Quarantined Acropora Coral:

Acropora Rehabilitation

Of course, Acroporas require stable salinity, alkalinity, magnesium, calcium, etc. Given that I had over 50 corals undergoing rehabilitation at the time, my quarantine tank was not exactly a healthy aquarium. I had to focus particularly hard to make sure the other dying corals did not adversely affect the SPS. Water changes to remove excess nutrients were crucial. Once the Acropora parasites were gone, I maintained my alkalinity at 9 dKH, magnesium at 1350, and calcium at 450. I also performed 20% weekly water changes.

Previously Dying Acropora Coral Rehabilitated:

Healthy Acropora Coral

With stable parameters and a lack of parasites, this previously dying Acropora coral was quickly rehabilitated. They can heal quickly and add a beautiful touch to the aquarium. However, I don’t recommend Acropora rescues for beginners as they can have more severe pests than LPS corals, are sensitive to poor water conditions, and require careful monitoring of water parameters.

Acropora Coral with ParasitesHealthy Acropora Coral
Dying Acropora Coral Rehabilitation

Dying Acanthastrea Coral Rehabilitation

Dying Acanthastrea Coral Rehabilitation

Assessing the Coral’s Health:

Dying Acanthastrea Coral

This dying Acanthastrea (“Acan”) coral came out of a hobbyist’s tank that had been neglected due to an impending move. Notice the lack of tissue between the polyps. Luckily, corals in poor water conditions usually recover quickly in a mature, well-maintained aquarium. Rehabilitation should be easy with just proper, basic care. (Photo taken 9 June 2012)

Preparation for Quarantine:

Growing Acan Coral

Since the coral just needed a healthy environment, there wasn’t a whole lot I could do. There was some nuisance algae on it, so I cut those sections off. I gave the coral a dip in Coral Rx to check for pests just in case. Within less than a month, the polyps were already expanding out more and growing larger. (Photo taken 30 June 2012)

Quarantined Coral:

Acan Coral Algae Removal

Within a month, the previously dying Acanthastrea coral looked almost like it had never had a problem. Unfortunately the remaining skeleton kept growing nuisance algae, so I kept having to remove it to facilitate its rehabilitation (white areas in the photo, taken 7 July 2012.)

Coral Grow-Out:

Rescued Acan Coral

After a month in quarantine, I was able to re-dip the coral and place it into a grow-out tank. In a grow-out tank, I can continue to monitor the coral for any remaining issues while not exposing it to other incoming quarantined corals.

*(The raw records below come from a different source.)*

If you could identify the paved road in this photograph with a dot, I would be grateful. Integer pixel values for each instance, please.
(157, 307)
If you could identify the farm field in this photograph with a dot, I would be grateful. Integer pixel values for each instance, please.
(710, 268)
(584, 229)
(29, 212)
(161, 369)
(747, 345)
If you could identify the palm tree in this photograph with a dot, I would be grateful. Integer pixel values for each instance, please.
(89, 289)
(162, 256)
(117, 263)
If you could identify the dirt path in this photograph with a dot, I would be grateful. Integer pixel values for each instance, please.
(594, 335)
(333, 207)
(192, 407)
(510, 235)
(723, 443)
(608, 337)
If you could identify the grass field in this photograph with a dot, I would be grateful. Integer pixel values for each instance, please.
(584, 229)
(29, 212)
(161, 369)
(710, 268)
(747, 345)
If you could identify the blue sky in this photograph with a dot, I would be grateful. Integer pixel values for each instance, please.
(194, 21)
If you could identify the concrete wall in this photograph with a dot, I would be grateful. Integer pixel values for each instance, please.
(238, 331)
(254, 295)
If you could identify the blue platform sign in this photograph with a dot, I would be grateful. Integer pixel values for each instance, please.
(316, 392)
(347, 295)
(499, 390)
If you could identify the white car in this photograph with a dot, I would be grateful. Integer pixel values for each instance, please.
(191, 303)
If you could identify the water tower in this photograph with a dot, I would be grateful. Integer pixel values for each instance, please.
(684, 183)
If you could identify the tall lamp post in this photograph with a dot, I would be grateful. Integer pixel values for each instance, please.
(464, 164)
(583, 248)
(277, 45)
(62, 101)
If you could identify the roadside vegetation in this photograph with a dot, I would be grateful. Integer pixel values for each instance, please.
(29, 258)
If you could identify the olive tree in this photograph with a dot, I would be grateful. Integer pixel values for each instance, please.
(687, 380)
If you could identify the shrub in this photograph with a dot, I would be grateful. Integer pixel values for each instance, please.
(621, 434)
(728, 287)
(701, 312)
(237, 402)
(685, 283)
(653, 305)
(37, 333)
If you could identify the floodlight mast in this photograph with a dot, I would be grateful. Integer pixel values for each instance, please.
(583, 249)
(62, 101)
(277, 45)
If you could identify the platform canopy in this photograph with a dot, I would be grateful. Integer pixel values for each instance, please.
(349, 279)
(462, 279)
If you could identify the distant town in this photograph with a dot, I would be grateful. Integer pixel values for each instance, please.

Within only two months the polyps were fully expanding and growing tissue between them (14 August 2012). Around this time I purchased a band saw, so I cut off the part of the disc that kept growing nuisance algae.

Rehabilitated Acanthastrea Coral:

Rehabilitated Acanthastrea Coral

Not too shabby! All this coral needed was a bit of TLC and some good water to make a full recovery within six months. (7 October 2012)

I had this coral for several years, during which time I fragged it many times to pass along to other hobbyists. For all I know, I may still have some of it, but I’ve lost track of which Acan coral it may be in my tank after a few moves and having several similar corals (what a great problem to have!)